Un paradosso? In un certo senso sì; ma non è il solo della storia.

La lettrice cercava la risposta a una domanda semplice: si può coniugare un grandissimo amore come quello dell'autore per la libreria anche quando essa diventa parte di una catena imprenditoriale?
  
Quindi c'era grande curiosità nel leggere della vita di Montroni e di quella della "sua creatura", la Feltrinelli di Piazza Ravegnana. Testimonianza di una perfetta simbiosi, fatta di amore, sacrificio, entusiasmo, abnegazione, solidarietà e aneddoti curiosi.


(Torre Asinelli - Corridoio "ottico" del Rizzoli - S. Michele in Bosco)


Come quello della scelta della sua ubicazione, in una città, la Dotta, che già ne vantava altre prestigiose, frequentate da grandi letterati fra i quali Carducci, Pasolini e Eco.
Giangiacomo (Feltrinelli N.d.r.) prese un rilevatore contapersone, andò a Bologna e si sistemò in Piazza Ravegnana. Il risultato del test lo convinse: aveva trovato la sede perfetta. (Pg 49) 
Sede perfetta allora (era il 1963) come oggi; ancora punto d'incontro per antonomasia per molti (ci si vede davanti alla Feltrinelli, sotto le Due Torri).

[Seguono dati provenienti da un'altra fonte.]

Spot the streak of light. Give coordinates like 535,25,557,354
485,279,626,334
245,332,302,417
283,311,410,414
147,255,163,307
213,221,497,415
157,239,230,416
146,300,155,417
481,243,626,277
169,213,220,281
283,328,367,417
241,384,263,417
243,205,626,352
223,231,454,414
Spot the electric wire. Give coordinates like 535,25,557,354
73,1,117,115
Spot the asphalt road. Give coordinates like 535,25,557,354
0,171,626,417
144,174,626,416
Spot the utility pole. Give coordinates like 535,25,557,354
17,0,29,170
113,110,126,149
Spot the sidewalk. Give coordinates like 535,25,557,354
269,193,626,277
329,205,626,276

In quegli anni iniziò lo stretto sodalizio fra libraio e editore; fino al 1972, anno della tragica morte di quest'ultimo, raccontata in pagine che vanno oltre il freddo fatto di cronaca, vista la profonda amicizia che lo univa alla famiglia Feltrinelli. (Giangiacomo e Inge Feltrinelli e il loro figlio, Carlo - Foto Ugo Mulas)

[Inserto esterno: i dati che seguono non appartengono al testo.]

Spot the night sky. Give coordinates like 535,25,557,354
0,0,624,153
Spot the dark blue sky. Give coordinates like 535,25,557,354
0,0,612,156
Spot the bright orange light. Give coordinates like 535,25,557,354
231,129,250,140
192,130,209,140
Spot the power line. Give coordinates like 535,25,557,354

Frammenti di Storia intrecciati: d'Italia e di Bologna
Come nell'anno della storica alluvione di Firenze (1966), quando i feltrilleniani bolognesi partono con un camion pieno di segatura e badili per salvare i libri dei loro colleghi fiorentini, o nel 1968 quando la "creatura" rivoluzionaria (che mai ebbe il classico libraio dietro al classico bancone) non contrastò l'esproprio proletario, anzi permise addirittura agli studenti di organizzare incontri dentro di essa, fra cui un concerto di Guccini. Diverso quel che accadde nel 1977, quando le tensioni con l'autonomia crearono una frattura fra studenti e libreria.

Ne' sono mancati aneddoti bizzarri, quando la Delegazione nordcoreana, ospite al Festival nazionale dell'Unità a Bologna, chiede di poter parlare direttamente con Montroni per domandare quante copie del libro del beneamato leader riteneva si potessero vendere. Era il 1974 e i Nordcoreani avevano fatto arrivare a Genova due container carichi del libro Opere di Kim Il Sung.

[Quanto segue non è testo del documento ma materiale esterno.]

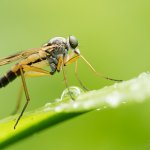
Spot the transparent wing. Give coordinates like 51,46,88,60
0,46,54,66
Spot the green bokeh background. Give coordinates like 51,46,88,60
0,0,150,150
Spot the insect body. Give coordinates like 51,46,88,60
0,36,121,129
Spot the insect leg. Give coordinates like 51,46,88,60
12,84,23,114
65,53,88,91
14,66,30,129
75,61,89,91
14,65,50,129
57,56,74,100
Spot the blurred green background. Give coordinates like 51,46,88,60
0,0,150,150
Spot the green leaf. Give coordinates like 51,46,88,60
0,73,150,148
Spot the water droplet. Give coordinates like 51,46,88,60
61,86,84,100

Tutto raccontato con leggerezza e signorilità, senza mai perdere l'amore per la libreria in senso lato. 
Riaffiora un senso di paradosso: se da un lato si racconta dell'inizio della sua collaborazione con la prestigiosa Scuola per Librai Umberto e Elisabetta Mauri per insegnare ai librai la gestione dell'intera filiera, dall'altro si legge di librerie indipendenti che fallivano e di altre "creature", alcune rinate dalle loro ceneri ma con insegna Feltrinelli.
Fino agli inizi del Duemila, quando quel qualcosa di magico si rompe.

La nuova classe dirigente non condivideva più la concezione del mestiere del libraio che cercavo di trasmettere ai giovani e che per quarant'anni era stata il patrimonio delle Librerie Feltrinelli. (Pg 179)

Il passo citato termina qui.